Elphias Bochum était un sorcier moyen, qui avait fait ses études à Poudlard comme tous ses concitoyens de Pré-Au-Lard. Ses A.S.P.I.C.S. en poche, il avait cherché un travail dans le monde sorcier. C'est ainsi qu'il s'était retrouvé journaliste à la Gazette du Sorcier. Ses parents étaient fiers, et lui-même était heureux de ce qu'il avait réussi à décrocher ce poste. Oh! Bien sûr, il n'écrivait pas de grands articles destinés à la une, mais ses brèves et ses filets étaient tout de même lus, la plupart du temps. Il tenait ses lecteurs au courant des informations les plus fraîches du monde sorcier, et il en était très content.

Puis Elphias eut un peu d'avancement, et il eut le privilège de raconter l'évasion de Sirius Black de la prison d'Azkaban. Ses articles faisaient sensation, chacun étant assoifé d'informations, l'inquiétude régnant dans le monde sorcier. Elphias prit de l'assurance dans ses articles, même si l'année suivante, ce fut sa collègue Rita Skeeter qui décrocha la une presque tout le temps avec ses articles niaiseux sur le Survivant. Il rédigea tout de même quelques articles – de valeur, se rengorgeait-il – sur le Tournoi des Trois Sorciers, au plus près de l'information. Il assistait à toutes les tâches, et se trouva sur les lieux lorsque l'on vit réapparaître Harry Potter, tenant dans une main le Trophée, dans l'autre le corps sans vie de Cédric Diggory. Mais avant qu'il n'ait pu véritablement obtenir matière à écrire un article – notamment en interviewant le principal intéressé – celui-ci fut conduit hors de sa portée par Alastor Maugrey. Elphias dut faire appel à toute sa discrétion pour les suivre, et il parvint à entendre quelques mots à travers la porte avant que Dumbledore et Snape ne la forcent. Maugrey n'était pas Maugrey, et Celui-Dont-On-Ne-Doit-Pas-Prononcer-Le-Nom était revenu. Aussi terrifiant que cela puisse paraître, il n'y avait aucun doute. Potter n'était pas un meurtrier et Diggory n'était pas mort par accident. Cela ne laissait qu'une seule possibilité: Lui. La nouvelle de son retour écumerait les journaux d'ici peu, et s'il voulait avoir la primeur de l'information, mieux valait-il se dépêcher.

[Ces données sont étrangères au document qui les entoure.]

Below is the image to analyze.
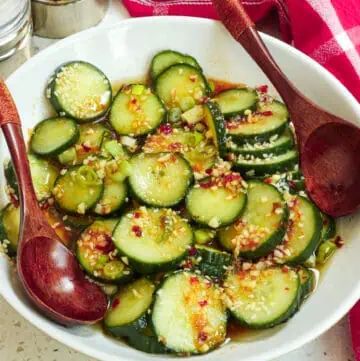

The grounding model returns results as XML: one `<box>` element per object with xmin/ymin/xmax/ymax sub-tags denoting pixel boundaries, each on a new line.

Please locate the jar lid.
<box><xmin>0</xmin><ymin>0</ymin><xmax>31</xmax><ymax>60</ymax></box>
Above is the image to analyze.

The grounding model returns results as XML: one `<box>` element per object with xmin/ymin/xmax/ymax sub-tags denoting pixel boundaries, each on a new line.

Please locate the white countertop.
<box><xmin>0</xmin><ymin>0</ymin><xmax>354</xmax><ymax>361</ymax></box>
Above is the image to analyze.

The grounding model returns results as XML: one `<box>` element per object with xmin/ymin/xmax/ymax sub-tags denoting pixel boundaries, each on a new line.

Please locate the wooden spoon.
<box><xmin>213</xmin><ymin>0</ymin><xmax>360</xmax><ymax>217</ymax></box>
<box><xmin>0</xmin><ymin>79</ymin><xmax>107</xmax><ymax>325</ymax></box>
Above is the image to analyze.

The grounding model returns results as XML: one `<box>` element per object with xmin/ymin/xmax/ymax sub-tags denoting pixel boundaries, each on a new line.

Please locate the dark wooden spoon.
<box><xmin>213</xmin><ymin>0</ymin><xmax>360</xmax><ymax>217</ymax></box>
<box><xmin>0</xmin><ymin>79</ymin><xmax>107</xmax><ymax>325</ymax></box>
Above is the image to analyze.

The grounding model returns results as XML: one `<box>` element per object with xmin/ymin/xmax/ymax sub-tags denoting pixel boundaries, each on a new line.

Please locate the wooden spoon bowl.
<box><xmin>0</xmin><ymin>80</ymin><xmax>108</xmax><ymax>326</ymax></box>
<box><xmin>213</xmin><ymin>0</ymin><xmax>360</xmax><ymax>217</ymax></box>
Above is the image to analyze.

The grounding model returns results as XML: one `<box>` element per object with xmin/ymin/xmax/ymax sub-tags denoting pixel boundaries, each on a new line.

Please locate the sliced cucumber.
<box><xmin>275</xmin><ymin>196</ymin><xmax>322</xmax><ymax>265</ymax></box>
<box><xmin>152</xmin><ymin>271</ymin><xmax>227</xmax><ymax>354</ymax></box>
<box><xmin>47</xmin><ymin>61</ymin><xmax>112</xmax><ymax>122</ymax></box>
<box><xmin>186</xmin><ymin>173</ymin><xmax>246</xmax><ymax>228</ymax></box>
<box><xmin>219</xmin><ymin>181</ymin><xmax>288</xmax><ymax>259</ymax></box>
<box><xmin>224</xmin><ymin>267</ymin><xmax>301</xmax><ymax>328</ymax></box>
<box><xmin>234</xmin><ymin>150</ymin><xmax>299</xmax><ymax>175</ymax></box>
<box><xmin>298</xmin><ymin>267</ymin><xmax>316</xmax><ymax>300</ymax></box>
<box><xmin>30</xmin><ymin>117</ymin><xmax>80</xmax><ymax>156</ymax></box>
<box><xmin>128</xmin><ymin>325</ymin><xmax>168</xmax><ymax>354</ymax></box>
<box><xmin>203</xmin><ymin>101</ymin><xmax>226</xmax><ymax>157</ymax></box>
<box><xmin>214</xmin><ymin>88</ymin><xmax>258</xmax><ymax>117</ymax></box>
<box><xmin>94</xmin><ymin>160</ymin><xmax>129</xmax><ymax>216</ymax></box>
<box><xmin>154</xmin><ymin>64</ymin><xmax>208</xmax><ymax>111</ymax></box>
<box><xmin>129</xmin><ymin>153</ymin><xmax>193</xmax><ymax>207</ymax></box>
<box><xmin>104</xmin><ymin>278</ymin><xmax>155</xmax><ymax>337</ymax></box>
<box><xmin>150</xmin><ymin>50</ymin><xmax>201</xmax><ymax>81</ymax></box>
<box><xmin>109</xmin><ymin>84</ymin><xmax>166</xmax><ymax>136</ymax></box>
<box><xmin>76</xmin><ymin>219</ymin><xmax>133</xmax><ymax>283</ymax></box>
<box><xmin>189</xmin><ymin>245</ymin><xmax>232</xmax><ymax>279</ymax></box>
<box><xmin>0</xmin><ymin>204</ymin><xmax>20</xmax><ymax>256</ymax></box>
<box><xmin>227</xmin><ymin>128</ymin><xmax>294</xmax><ymax>158</ymax></box>
<box><xmin>143</xmin><ymin>128</ymin><xmax>217</xmax><ymax>174</ymax></box>
<box><xmin>321</xmin><ymin>213</ymin><xmax>336</xmax><ymax>241</ymax></box>
<box><xmin>227</xmin><ymin>101</ymin><xmax>289</xmax><ymax>143</ymax></box>
<box><xmin>4</xmin><ymin>154</ymin><xmax>59</xmax><ymax>202</ymax></box>
<box><xmin>113</xmin><ymin>207</ymin><xmax>193</xmax><ymax>274</ymax></box>
<box><xmin>194</xmin><ymin>228</ymin><xmax>216</xmax><ymax>245</ymax></box>
<box><xmin>58</xmin><ymin>123</ymin><xmax>109</xmax><ymax>166</ymax></box>
<box><xmin>53</xmin><ymin>165</ymin><xmax>104</xmax><ymax>214</ymax></box>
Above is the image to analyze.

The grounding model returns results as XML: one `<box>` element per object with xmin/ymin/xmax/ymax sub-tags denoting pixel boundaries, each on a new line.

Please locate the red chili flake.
<box><xmin>159</xmin><ymin>123</ymin><xmax>173</xmax><ymax>135</ymax></box>
<box><xmin>198</xmin><ymin>331</ymin><xmax>208</xmax><ymax>342</ymax></box>
<box><xmin>168</xmin><ymin>142</ymin><xmax>182</xmax><ymax>152</ymax></box>
<box><xmin>81</xmin><ymin>143</ymin><xmax>91</xmax><ymax>152</ymax></box>
<box><xmin>256</xmin><ymin>84</ymin><xmax>269</xmax><ymax>93</ymax></box>
<box><xmin>260</xmin><ymin>110</ymin><xmax>273</xmax><ymax>117</ymax></box>
<box><xmin>288</xmin><ymin>180</ymin><xmax>296</xmax><ymax>189</ymax></box>
<box><xmin>111</xmin><ymin>298</ymin><xmax>120</xmax><ymax>308</ymax></box>
<box><xmin>189</xmin><ymin>247</ymin><xmax>197</xmax><ymax>257</ymax></box>
<box><xmin>271</xmin><ymin>202</ymin><xmax>281</xmax><ymax>213</ymax></box>
<box><xmin>200</xmin><ymin>181</ymin><xmax>214</xmax><ymax>189</ymax></box>
<box><xmin>182</xmin><ymin>259</ymin><xmax>193</xmax><ymax>268</ymax></box>
<box><xmin>131</xmin><ymin>225</ymin><xmax>142</xmax><ymax>237</ymax></box>
<box><xmin>199</xmin><ymin>300</ymin><xmax>207</xmax><ymax>307</ymax></box>
<box><xmin>225</xmin><ymin>122</ymin><xmax>239</xmax><ymax>129</ymax></box>
<box><xmin>95</xmin><ymin>234</ymin><xmax>115</xmax><ymax>253</ymax></box>
<box><xmin>334</xmin><ymin>236</ymin><xmax>345</xmax><ymax>248</ymax></box>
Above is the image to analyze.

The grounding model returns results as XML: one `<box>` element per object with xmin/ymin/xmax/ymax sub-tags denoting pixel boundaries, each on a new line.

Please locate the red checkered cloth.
<box><xmin>123</xmin><ymin>0</ymin><xmax>360</xmax><ymax>101</ymax></box>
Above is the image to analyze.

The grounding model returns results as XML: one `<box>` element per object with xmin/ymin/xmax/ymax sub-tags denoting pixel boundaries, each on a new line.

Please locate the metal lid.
<box><xmin>0</xmin><ymin>0</ymin><xmax>31</xmax><ymax>61</ymax></box>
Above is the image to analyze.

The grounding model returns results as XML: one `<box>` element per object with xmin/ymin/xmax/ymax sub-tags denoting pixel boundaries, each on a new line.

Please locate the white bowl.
<box><xmin>0</xmin><ymin>17</ymin><xmax>360</xmax><ymax>361</ymax></box>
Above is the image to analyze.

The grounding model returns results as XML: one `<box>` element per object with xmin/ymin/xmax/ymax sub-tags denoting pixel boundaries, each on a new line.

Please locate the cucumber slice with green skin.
<box><xmin>104</xmin><ymin>278</ymin><xmax>155</xmax><ymax>337</ymax></box>
<box><xmin>321</xmin><ymin>213</ymin><xmax>336</xmax><ymax>241</ymax></box>
<box><xmin>76</xmin><ymin>219</ymin><xmax>133</xmax><ymax>283</ymax></box>
<box><xmin>129</xmin><ymin>153</ymin><xmax>193</xmax><ymax>207</ymax></box>
<box><xmin>227</xmin><ymin>129</ymin><xmax>294</xmax><ymax>158</ymax></box>
<box><xmin>154</xmin><ymin>64</ymin><xmax>209</xmax><ymax>111</ymax></box>
<box><xmin>53</xmin><ymin>165</ymin><xmax>104</xmax><ymax>214</ymax></box>
<box><xmin>143</xmin><ymin>128</ymin><xmax>218</xmax><ymax>174</ymax></box>
<box><xmin>234</xmin><ymin>150</ymin><xmax>299</xmax><ymax>176</ymax></box>
<box><xmin>297</xmin><ymin>267</ymin><xmax>315</xmax><ymax>301</ymax></box>
<box><xmin>227</xmin><ymin>100</ymin><xmax>289</xmax><ymax>143</ymax></box>
<box><xmin>151</xmin><ymin>271</ymin><xmax>227</xmax><ymax>354</ymax></box>
<box><xmin>194</xmin><ymin>228</ymin><xmax>216</xmax><ymax>245</ymax></box>
<box><xmin>275</xmin><ymin>195</ymin><xmax>322</xmax><ymax>265</ymax></box>
<box><xmin>128</xmin><ymin>326</ymin><xmax>169</xmax><ymax>354</ymax></box>
<box><xmin>214</xmin><ymin>88</ymin><xmax>259</xmax><ymax>117</ymax></box>
<box><xmin>224</xmin><ymin>267</ymin><xmax>301</xmax><ymax>329</ymax></box>
<box><xmin>150</xmin><ymin>50</ymin><xmax>202</xmax><ymax>81</ymax></box>
<box><xmin>203</xmin><ymin>101</ymin><xmax>226</xmax><ymax>157</ymax></box>
<box><xmin>0</xmin><ymin>204</ymin><xmax>20</xmax><ymax>257</ymax></box>
<box><xmin>30</xmin><ymin>117</ymin><xmax>80</xmax><ymax>156</ymax></box>
<box><xmin>218</xmin><ymin>181</ymin><xmax>288</xmax><ymax>259</ymax></box>
<box><xmin>4</xmin><ymin>154</ymin><xmax>59</xmax><ymax>202</ymax></box>
<box><xmin>94</xmin><ymin>159</ymin><xmax>129</xmax><ymax>216</ymax></box>
<box><xmin>189</xmin><ymin>245</ymin><xmax>232</xmax><ymax>279</ymax></box>
<box><xmin>113</xmin><ymin>207</ymin><xmax>193</xmax><ymax>274</ymax></box>
<box><xmin>58</xmin><ymin>123</ymin><xmax>109</xmax><ymax>166</ymax></box>
<box><xmin>186</xmin><ymin>173</ymin><xmax>247</xmax><ymax>229</ymax></box>
<box><xmin>109</xmin><ymin>84</ymin><xmax>166</xmax><ymax>136</ymax></box>
<box><xmin>46</xmin><ymin>61</ymin><xmax>112</xmax><ymax>123</ymax></box>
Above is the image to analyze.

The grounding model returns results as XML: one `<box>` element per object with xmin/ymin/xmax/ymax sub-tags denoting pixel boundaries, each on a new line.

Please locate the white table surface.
<box><xmin>0</xmin><ymin>0</ymin><xmax>354</xmax><ymax>361</ymax></box>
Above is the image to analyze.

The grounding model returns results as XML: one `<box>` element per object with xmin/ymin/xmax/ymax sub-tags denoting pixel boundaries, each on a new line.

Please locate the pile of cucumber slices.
<box><xmin>0</xmin><ymin>50</ymin><xmax>339</xmax><ymax>355</ymax></box>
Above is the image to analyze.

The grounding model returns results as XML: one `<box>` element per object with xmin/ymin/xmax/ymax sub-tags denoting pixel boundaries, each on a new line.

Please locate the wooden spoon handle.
<box><xmin>213</xmin><ymin>0</ymin><xmax>299</xmax><ymax>105</ymax></box>
<box><xmin>0</xmin><ymin>79</ymin><xmax>38</xmax><ymax>207</ymax></box>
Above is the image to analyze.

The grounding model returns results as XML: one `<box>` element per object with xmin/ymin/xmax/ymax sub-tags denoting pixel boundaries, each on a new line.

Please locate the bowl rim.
<box><xmin>0</xmin><ymin>16</ymin><xmax>360</xmax><ymax>361</ymax></box>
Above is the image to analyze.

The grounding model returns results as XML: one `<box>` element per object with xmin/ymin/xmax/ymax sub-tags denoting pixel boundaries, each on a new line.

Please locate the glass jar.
<box><xmin>0</xmin><ymin>0</ymin><xmax>32</xmax><ymax>79</ymax></box>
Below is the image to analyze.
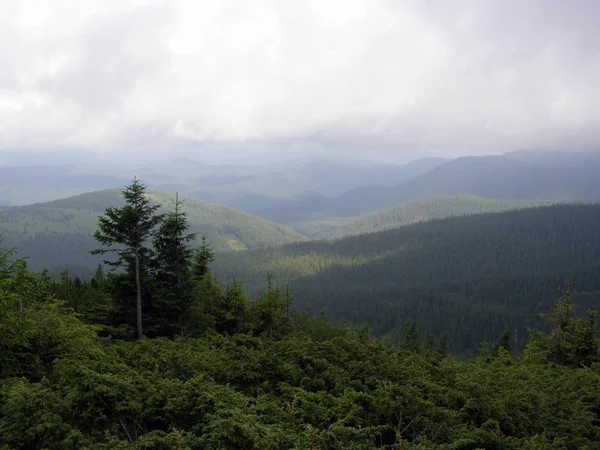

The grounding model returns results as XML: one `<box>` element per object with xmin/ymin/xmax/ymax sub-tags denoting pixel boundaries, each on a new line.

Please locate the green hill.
<box><xmin>258</xmin><ymin>152</ymin><xmax>600</xmax><ymax>223</ymax></box>
<box><xmin>215</xmin><ymin>205</ymin><xmax>600</xmax><ymax>356</ymax></box>
<box><xmin>324</xmin><ymin>194</ymin><xmax>550</xmax><ymax>238</ymax></box>
<box><xmin>0</xmin><ymin>189</ymin><xmax>306</xmax><ymax>273</ymax></box>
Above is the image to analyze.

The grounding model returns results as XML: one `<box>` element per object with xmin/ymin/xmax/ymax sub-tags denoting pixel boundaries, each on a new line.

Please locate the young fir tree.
<box><xmin>92</xmin><ymin>179</ymin><xmax>163</xmax><ymax>339</ymax></box>
<box><xmin>192</xmin><ymin>235</ymin><xmax>215</xmax><ymax>281</ymax></box>
<box><xmin>525</xmin><ymin>280</ymin><xmax>600</xmax><ymax>367</ymax></box>
<box><xmin>153</xmin><ymin>194</ymin><xmax>196</xmax><ymax>331</ymax></box>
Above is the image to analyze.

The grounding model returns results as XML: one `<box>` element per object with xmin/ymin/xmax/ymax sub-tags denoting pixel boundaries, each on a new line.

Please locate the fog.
<box><xmin>0</xmin><ymin>0</ymin><xmax>600</xmax><ymax>164</ymax></box>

La panique générale l'empêcha de se rendre aux bureaux de la Gazette avant leur fermeture, mais c'est de pied ferme qu'il attendit à 7 heures le lendemain que le concierge vienne lui ouvrir. Avec un peu de chance, il serait le premier à avoir rédigé un article convenable, et ce qu'il avait entendu derrière la porte de Maugrey – ou qui que ce soit – apporterait de la couleur à son texte. C'est fier de lui qu'il tendit son parchemin au rédacteur en chef qui arriva vers les 9 heures. Il le regarda d'un air circonspect, parcouru l'article rapidement et le rendit à son auteur.

''Le ministre ne veut pas qu'un tel article sorte. La Gazette doit appuyer le ministère en cas de crise politique, et c'est ce que nous allons faire. Je suis désolé, Bochum, votre article est bien documenté, mais nous ne le publierons pas. En revanche, si vous pouviez aller interviewer la sous-secrétaire d'état, Mrs. Umbridge, je vous serai reconnaissant...''

C'est ainsi que l'article annonçant le retour de Vous-Savez-Qui fut relégué aux oubliettes. Elphias écrivit plusieurs articles allant dans le sens du Ministère, recevant même une promotion lorsqu'il glissa quelques allusions au fait que Potter et Dumbledore n'étaient que deux fous dans ses articles.

Puis au mois d'octobre, après quatre mois de ce régime, Elphias Bochum donna sa démission.

Un journaliste digne de ce nom cherche la vérité.

Il n'y a plus de journalisme si ce système est corrompu; s'il n'a vocation qu'à être l'instrument du pouvoir politique, il en devient même dangereux: pendant toute une année, les sorcier d'Angleterre ont été persuadés qu'il était inutile d'apprendre à se défendre, inutile de se documenter, inutile de chercher une autre vérité. Les gens dorment.

Qu'ils se réveillent!

On ne consacra pas d'article à Elphias Bochum lorsque les Mangemorts, cette même année, décidèrent de l'assassiner, simplement parce qu'il se trouvait sur leur route.